Being Catholic doesn’t just mean you understand the biblical stories and hope they are true. It is a religion where faith is the only means by which one can enter the life of God. Without this essential component, you only generate a group of people who live out their own pursuits and intellectually acknowledge the possibility of God’s existence. They have no real experience of his life.
Why?
Because they have not died to all those things that keep them from freely loving and trusting the Lord!

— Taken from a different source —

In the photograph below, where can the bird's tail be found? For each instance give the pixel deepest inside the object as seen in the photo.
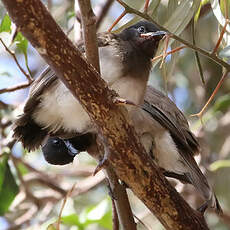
(200, 182)
(28, 132)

If faith in God’s Word, through the active work of the Holy Spirit, has not led them to give themselves to Christ out of love, they will not spend their lives trying to lead others to him.
Why?
When we lack certainty about something, we will not try to sell it to another person. We lack conviction and do not want to lead a friend to something or someone who will only embarrass us in the future. This is the current dilemma we encounter today among our parish membership. We ask them to rise up, participate, and help and wonder why they don’t. If there is no death in the sacrificial hearts of disciples, there will be no conviction to promote the Church or her teachings.

In other words, the Apostles did what they did out of their profound love for Jesus — not out of obligation. We, however, have been using good old “Catholic guilt” as a means of manipulation to get our people to do what we want. We have sought to control them rather than give them the encouragement to grow as disciples. Yet the growth that must be done is in authentic faith in Jesus. While Catechesis is an essential element within this process it is not the only thing. A person must get to the place where they are prepared to give all they have (die) to Jesus and in return we gain his life in us. That life is the Holy Spirit pulsing through our veins, encouraging us to grow closer to Jesus through his word, prayer, Sacraments, and the body of the church, His people.

Until a person achieves that death of self-donation, they will never grow to the place where, trusting in the God of all provisions, they will step out and evangelize. The greatest weapon of Satan that prevents us from doing that is fear. Only love will motivate us to move through fear. Rule or obligation will certainly not! Only love.